I almost laughed. "I think I was the nervous one, since she was coming on to me."

That raised Tom's eyebrows. "She didn't know about you?"

"There was no reason to tell her." I heard a disgusted sniff from Ricky and patted his leg. "Well there wasn't, since I did my best to rebuff her attempts as nicely as possible, without playing the gay card."

"Okay," Tom said. "You mentioned the man who was—is the boy's father. Did you get in touch with him during your investigation?"

"Yes. We've talked twice. Both times at my office.  As a matter of fact, he hired me to do a background check on her."


"For the same reason I was willing to do it. We both wanted to know what prompted her to suddenly decide she had to find the son she gave up over twenty years ago."

Tom looked dubious when I said that. "She didn't give you a reason?"

"She said she wanted to make amends. There was just something…iffy about that.

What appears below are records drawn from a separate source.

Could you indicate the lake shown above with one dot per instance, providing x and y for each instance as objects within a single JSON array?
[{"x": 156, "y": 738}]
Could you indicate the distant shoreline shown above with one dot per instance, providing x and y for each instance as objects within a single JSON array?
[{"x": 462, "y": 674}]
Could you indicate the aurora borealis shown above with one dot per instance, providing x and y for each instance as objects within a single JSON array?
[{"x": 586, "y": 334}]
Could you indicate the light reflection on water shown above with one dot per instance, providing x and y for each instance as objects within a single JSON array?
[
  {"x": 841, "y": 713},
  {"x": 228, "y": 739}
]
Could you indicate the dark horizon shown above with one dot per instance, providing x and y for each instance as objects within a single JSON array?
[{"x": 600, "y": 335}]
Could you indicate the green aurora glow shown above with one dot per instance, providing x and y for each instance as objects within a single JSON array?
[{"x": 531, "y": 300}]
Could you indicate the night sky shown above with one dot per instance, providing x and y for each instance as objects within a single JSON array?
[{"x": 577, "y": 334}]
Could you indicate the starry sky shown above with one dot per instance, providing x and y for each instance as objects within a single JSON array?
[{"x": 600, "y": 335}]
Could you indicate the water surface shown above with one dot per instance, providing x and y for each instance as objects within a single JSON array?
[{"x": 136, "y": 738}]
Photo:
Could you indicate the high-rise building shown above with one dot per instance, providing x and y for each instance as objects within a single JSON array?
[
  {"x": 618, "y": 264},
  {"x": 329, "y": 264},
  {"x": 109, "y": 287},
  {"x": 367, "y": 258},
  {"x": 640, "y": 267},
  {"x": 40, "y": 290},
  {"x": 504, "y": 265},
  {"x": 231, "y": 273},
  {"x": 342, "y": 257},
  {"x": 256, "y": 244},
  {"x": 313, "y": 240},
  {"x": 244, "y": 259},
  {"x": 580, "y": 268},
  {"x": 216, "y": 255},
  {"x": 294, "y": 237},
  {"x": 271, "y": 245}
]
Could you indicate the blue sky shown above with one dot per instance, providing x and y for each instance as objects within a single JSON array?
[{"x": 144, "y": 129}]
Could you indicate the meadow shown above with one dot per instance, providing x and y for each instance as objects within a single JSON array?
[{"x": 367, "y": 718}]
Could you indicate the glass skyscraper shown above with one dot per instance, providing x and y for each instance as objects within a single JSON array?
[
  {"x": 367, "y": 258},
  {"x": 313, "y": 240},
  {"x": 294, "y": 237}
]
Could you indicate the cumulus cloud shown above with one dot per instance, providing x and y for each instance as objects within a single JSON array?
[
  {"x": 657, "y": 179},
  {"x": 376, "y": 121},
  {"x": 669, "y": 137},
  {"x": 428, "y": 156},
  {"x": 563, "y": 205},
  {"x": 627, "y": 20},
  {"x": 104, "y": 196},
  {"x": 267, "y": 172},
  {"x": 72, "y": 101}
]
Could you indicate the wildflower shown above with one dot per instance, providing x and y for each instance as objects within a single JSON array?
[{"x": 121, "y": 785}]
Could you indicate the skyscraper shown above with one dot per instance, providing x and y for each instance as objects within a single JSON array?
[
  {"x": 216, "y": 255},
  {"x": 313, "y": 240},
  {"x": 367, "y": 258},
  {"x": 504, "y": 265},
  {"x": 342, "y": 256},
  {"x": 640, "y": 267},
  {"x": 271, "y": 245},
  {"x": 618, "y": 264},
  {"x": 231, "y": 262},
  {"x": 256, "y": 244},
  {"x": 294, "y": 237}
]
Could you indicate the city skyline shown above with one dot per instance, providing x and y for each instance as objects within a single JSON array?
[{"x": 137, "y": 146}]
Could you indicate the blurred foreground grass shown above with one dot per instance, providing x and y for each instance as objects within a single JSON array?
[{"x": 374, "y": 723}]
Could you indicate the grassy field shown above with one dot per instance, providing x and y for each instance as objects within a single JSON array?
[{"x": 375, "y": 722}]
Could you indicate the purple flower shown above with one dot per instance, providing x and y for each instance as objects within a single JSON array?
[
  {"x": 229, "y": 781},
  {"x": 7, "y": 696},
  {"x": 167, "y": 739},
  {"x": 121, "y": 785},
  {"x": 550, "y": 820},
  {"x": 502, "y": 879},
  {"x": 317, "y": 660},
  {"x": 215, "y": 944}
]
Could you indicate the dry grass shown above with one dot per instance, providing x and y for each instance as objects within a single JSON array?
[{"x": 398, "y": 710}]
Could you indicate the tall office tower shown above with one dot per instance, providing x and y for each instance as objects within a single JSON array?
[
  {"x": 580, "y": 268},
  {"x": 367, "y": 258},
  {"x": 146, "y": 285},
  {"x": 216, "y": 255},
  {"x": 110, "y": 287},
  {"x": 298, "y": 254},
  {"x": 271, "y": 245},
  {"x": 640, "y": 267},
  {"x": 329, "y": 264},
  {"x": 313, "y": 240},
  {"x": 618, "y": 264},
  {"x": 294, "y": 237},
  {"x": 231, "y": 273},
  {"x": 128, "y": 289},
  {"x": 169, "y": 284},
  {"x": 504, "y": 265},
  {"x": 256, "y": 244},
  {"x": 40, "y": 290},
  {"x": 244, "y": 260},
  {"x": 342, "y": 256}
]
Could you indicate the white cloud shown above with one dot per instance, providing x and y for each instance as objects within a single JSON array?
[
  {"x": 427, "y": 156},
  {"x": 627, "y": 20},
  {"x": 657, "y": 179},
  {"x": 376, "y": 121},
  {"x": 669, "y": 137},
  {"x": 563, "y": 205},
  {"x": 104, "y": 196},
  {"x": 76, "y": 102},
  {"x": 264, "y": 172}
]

When I found out that the kid stands to inherit a fair sum of money, I had to wonder if she knew. It made a hell of a lot more sense that was the real reason behind her search."

"I take in the boy's father agrees with you?"

"Yeah." I left it at that. I wasn't going to reveal that Carlo knew where his son was, unless it became necessary. True, it was sort of moot now, with Ms Engel being dead and all. Still, it wasn’t my story to tell as the saying goes.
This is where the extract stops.